The Berlin S-Bahn is a rapid transit railway system in and around Berlin, the capital city of Germany. It has been operated under this name since December 1930, having been previously called the special tariff area Berliner Stadt-, Ring- und Vorortbahnen (Berlin cross-city, circular, and suburban railways).
While in the first decades of this tariff zone the trains were steam-drawn, and while even after the electrification of large parts of the network a number of lines remained under steam, today the term S-Bahn is used in Berlin only for those lines and trains with third-rail electrical power transmission and the special Berlin S-Bahn loading gauge. The third unique technical feature, of the Berlin S-Bahn, the automated mechanical train control is being phased out and replaced by a communications-based train control system, but which again is specific to the Berlin S-Bahn.
In other parts of Germany and other German-speaking countries, the brand name S-Bahn is used without those Berlin specific features. The Hamburg S-Bahn is the only other system using third-rail electrification.

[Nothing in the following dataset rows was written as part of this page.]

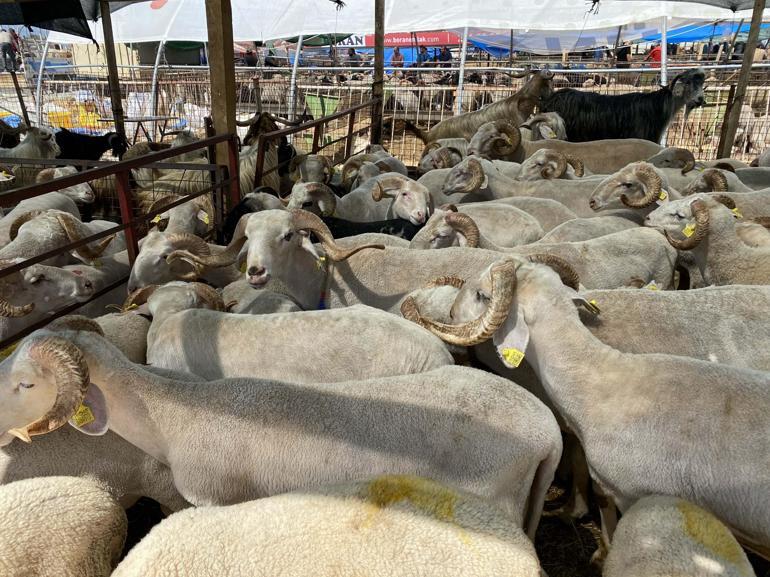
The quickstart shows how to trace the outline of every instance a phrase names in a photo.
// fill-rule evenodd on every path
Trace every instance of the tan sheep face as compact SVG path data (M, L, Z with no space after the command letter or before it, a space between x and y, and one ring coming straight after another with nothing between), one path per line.
M424 189L424 190L422 190ZM423 224L430 216L430 193L424 186L411 186L394 191L392 211L398 218L414 225Z
M647 186L635 172L636 164L629 164L615 174L603 180L591 194L588 201L592 210L608 210L628 208L621 196L625 195L631 201L639 201L647 193Z
M644 219L644 226L657 230L668 231L675 238L682 237L683 229L693 220L692 202L697 198L705 198L705 195L687 197L681 200L672 200L659 206Z

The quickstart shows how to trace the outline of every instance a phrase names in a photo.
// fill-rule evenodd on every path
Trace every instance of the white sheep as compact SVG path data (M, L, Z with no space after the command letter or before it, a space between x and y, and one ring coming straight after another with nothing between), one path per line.
M259 551L259 555L254 555ZM532 543L500 511L427 479L366 481L200 507L157 525L113 577L537 577Z
M75 218L80 219L80 210L78 210L75 201L62 192L49 192L48 194L27 198L19 202L0 219L0 248L11 242L10 230L16 219L24 214L51 209L68 212Z
M42 477L0 486L0 574L107 577L128 521L93 479Z
M618 523L604 577L755 577L746 553L714 515L676 497L639 499Z
M50 129L30 126L24 132L26 136L17 146L0 148L0 158L56 158L61 152Z

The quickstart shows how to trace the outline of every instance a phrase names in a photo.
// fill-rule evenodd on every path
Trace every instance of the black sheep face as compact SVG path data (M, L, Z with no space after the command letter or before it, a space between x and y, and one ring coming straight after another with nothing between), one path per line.
M124 136L121 136L117 132L110 132L107 135L108 143L112 149L112 155L116 158L123 158L123 155L128 150L128 141Z
M697 68L683 72L671 83L671 91L674 96L684 100L685 115L689 115L693 108L698 108L706 103L706 96L703 93L705 81L706 74L703 69Z

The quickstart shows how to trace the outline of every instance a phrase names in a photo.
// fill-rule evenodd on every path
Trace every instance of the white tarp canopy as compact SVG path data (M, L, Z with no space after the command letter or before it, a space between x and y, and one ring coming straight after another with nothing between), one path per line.
M707 0L708 1L708 0ZM722 0L711 0L720 2ZM235 41L275 40L300 34L373 33L373 0L347 0L337 10L329 0L232 0ZM386 0L386 32L443 30L465 26L495 29L592 30L651 21L662 16L704 20L750 18L750 12L688 2L637 0ZM770 16L770 15L769 15ZM188 40L205 42L205 0L156 0L112 15L115 42ZM103 42L101 23L91 23ZM51 42L87 43L58 32Z

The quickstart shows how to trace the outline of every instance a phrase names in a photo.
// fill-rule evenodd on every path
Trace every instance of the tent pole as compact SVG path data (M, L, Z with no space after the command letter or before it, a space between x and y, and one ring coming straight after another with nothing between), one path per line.
M620 46L620 34L623 32L623 25L618 26L618 35L615 36L615 49L612 51L612 65L618 64L618 47Z
M27 106L24 104L24 95L21 93L21 87L19 86L19 79L16 77L16 71L11 70L11 79L13 80L13 88L16 90L16 97L19 99L19 106L21 107L21 117L24 119L24 124L31 126L29 122L29 114L27 113Z
M508 68L513 68L513 28L511 28L511 42L508 46Z
M668 86L668 16L664 16L660 23L660 83ZM666 132L660 139L660 144L666 146Z
M733 150L733 142L735 141L735 133L738 131L738 121L741 116L743 98L746 96L746 86L749 83L751 64L754 61L754 50L757 48L757 39L759 38L759 28L762 24L762 11L764 8L765 0L754 0L754 12L751 15L751 27L749 28L749 37L746 39L746 48L743 50L743 62L741 63L738 83L735 86L735 97L732 102L727 103L724 120L726 127L724 139L719 143L718 158L728 158Z
M291 84L289 85L289 120L294 120L297 113L297 68L299 67L299 53L302 50L304 35L300 34L297 47L294 49L294 66L291 67Z
M374 79L372 81L372 127L369 141L382 143L383 82L385 80L385 0L374 0Z
M743 26L743 22L745 21L745 18L741 18L740 23L738 24L738 28L735 29L735 34L733 34L732 40L730 40L730 49L727 51L727 62L730 62L733 58L733 50L735 50L735 41L738 39L738 32L741 31L741 26Z
M166 47L166 41L161 40L158 44L158 51L155 53L155 66L152 68L152 92L150 95L150 114L158 114L158 66L160 66L160 57ZM155 138L156 122L152 123L152 137Z
M455 99L455 114L463 111L463 81L465 80L465 57L468 54L468 27L463 28L463 45L460 48L460 76L457 80L457 98Z
M104 54L107 57L107 79L110 87L112 118L115 121L115 131L125 138L126 126L123 123L123 97L120 93L118 63L115 60L115 41L112 36L110 3L107 0L99 0L99 8L102 15L102 30L104 32Z
M43 125L43 70L45 59L48 57L48 40L43 46L43 57L40 59L40 69L37 71L37 87L35 88L35 100L37 102L37 125Z

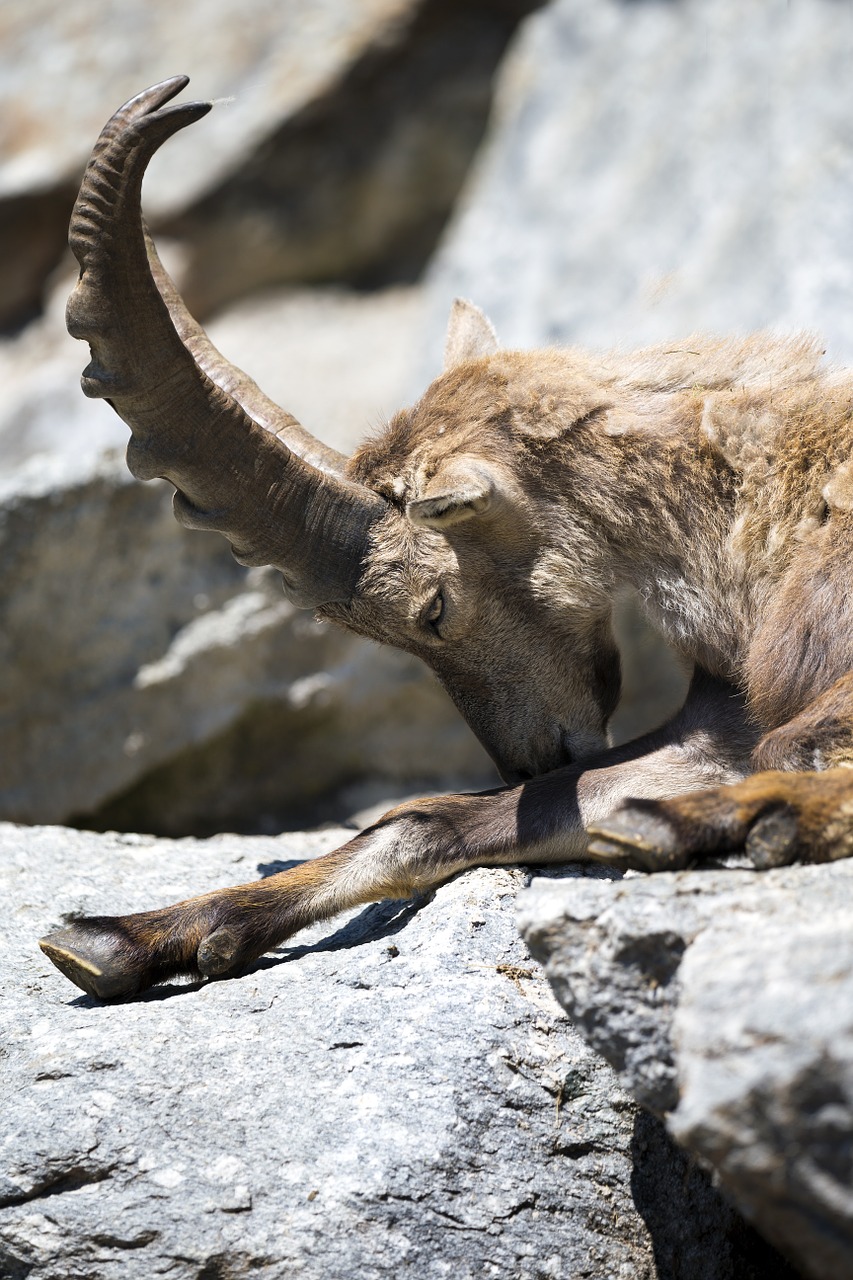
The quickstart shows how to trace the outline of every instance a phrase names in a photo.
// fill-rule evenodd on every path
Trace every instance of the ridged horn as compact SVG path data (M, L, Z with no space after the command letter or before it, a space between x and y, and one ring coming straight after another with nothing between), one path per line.
M175 288L175 283L160 261L157 246L148 233L145 220L142 221L145 233L145 248L148 253L148 265L154 277L154 283L160 291L160 297L169 308L172 324L178 331L178 337L189 351L200 369L212 378L218 387L233 396L238 404L246 410L250 418L254 418L260 426L272 431L300 458L328 471L330 475L343 476L347 465L346 455L339 453L330 445L323 444L310 431L306 431L296 421L292 413L282 409L274 400L265 395L253 378L235 364L227 360L205 333L199 322L187 311L186 304Z
M80 279L66 313L69 333L91 350L83 390L106 399L130 427L133 474L174 484L182 524L224 533L242 564L274 565L296 604L347 601L387 504L343 478L340 454L220 356L156 251L149 261L146 166L211 108L166 106L188 83L175 76L125 103L83 177L69 234Z

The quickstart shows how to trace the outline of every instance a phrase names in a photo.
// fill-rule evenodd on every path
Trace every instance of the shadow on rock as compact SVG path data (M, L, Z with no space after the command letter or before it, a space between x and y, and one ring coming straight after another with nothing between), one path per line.
M661 1280L802 1280L648 1111L637 1112L631 1156L631 1192Z

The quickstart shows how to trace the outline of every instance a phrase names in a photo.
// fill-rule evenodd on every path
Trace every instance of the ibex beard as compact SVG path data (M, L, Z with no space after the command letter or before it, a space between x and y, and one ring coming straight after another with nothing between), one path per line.
M79 920L42 941L50 959L108 998L237 974L313 921L475 865L853 852L853 375L767 335L501 351L457 301L441 377L347 459L220 355L147 235L145 167L210 109L167 105L186 83L122 107L83 180L83 389L129 425L134 474L174 484L182 523L422 658L506 786L401 805L258 883ZM612 748L629 591L693 676L670 723Z

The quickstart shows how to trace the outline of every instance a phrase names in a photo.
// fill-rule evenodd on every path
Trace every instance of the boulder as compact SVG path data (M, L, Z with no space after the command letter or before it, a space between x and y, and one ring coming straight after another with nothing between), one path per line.
M59 476L57 476L57 471ZM171 487L40 461L0 501L0 813L185 833L294 825L365 777L493 778L426 668L314 621L175 522Z
M853 864L537 881L591 1047L814 1280L853 1271Z
M65 251L102 125L186 73L220 100L158 156L155 229L188 237L188 301L205 314L282 281L412 276L485 125L495 64L534 0L52 0L0 15L0 330L30 319ZM227 100L227 103L223 100Z
M146 184L152 216L175 212L251 151L271 122L322 98L374 44L393 38L418 0L256 7L235 31L227 7L198 0L112 6L51 0L0 18L0 327L38 310L48 271L65 252L80 174L107 116L166 76L187 72L200 97L236 95L198 140L176 139ZM93 33L97 32L97 38ZM73 91L72 91L73 87Z
M853 350L853 81L834 0L553 0L504 61L430 267L508 345L813 329Z
M792 1274L566 1019L515 928L520 871L305 931L236 981L120 1003L36 948L69 913L253 880L348 834L0 825L0 1274Z
M186 248L194 314L270 284L417 279L483 136L507 41L540 3L410 3L322 96L270 112L260 144L160 223Z

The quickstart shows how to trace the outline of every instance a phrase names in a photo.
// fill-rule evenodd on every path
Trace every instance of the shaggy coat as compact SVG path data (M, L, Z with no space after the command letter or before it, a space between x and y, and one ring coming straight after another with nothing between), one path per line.
M184 83L122 108L84 179L84 390L131 427L134 472L174 483L180 520L423 659L506 786L402 805L259 883L78 921L43 940L50 959L106 998L238 973L312 921L475 865L853 852L853 375L768 335L501 351L460 301L442 376L343 459L211 346L146 239L145 165L208 109L165 106ZM669 724L612 748L628 592L693 677Z

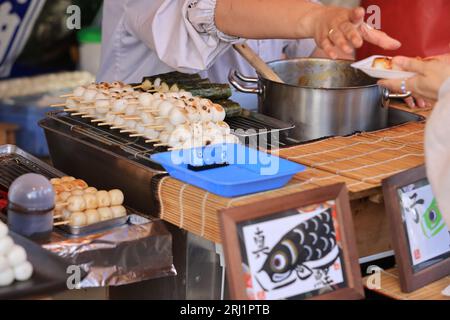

Today, the Berlin S-Bahn is no longer defined as this special tariff area of the national railway company, but is instead just one specific means of transportation, defined by its special technical characteristics, in an area-wide tariff administered by a public transport authority. The Berlin S-Bahn is now an integral part of the Verkehrsverbund Berlin-Brandenburg, the unique tariff zone for all kinds of public transit in and around Berlin and the federal state (Bundesland) of Brandenburg.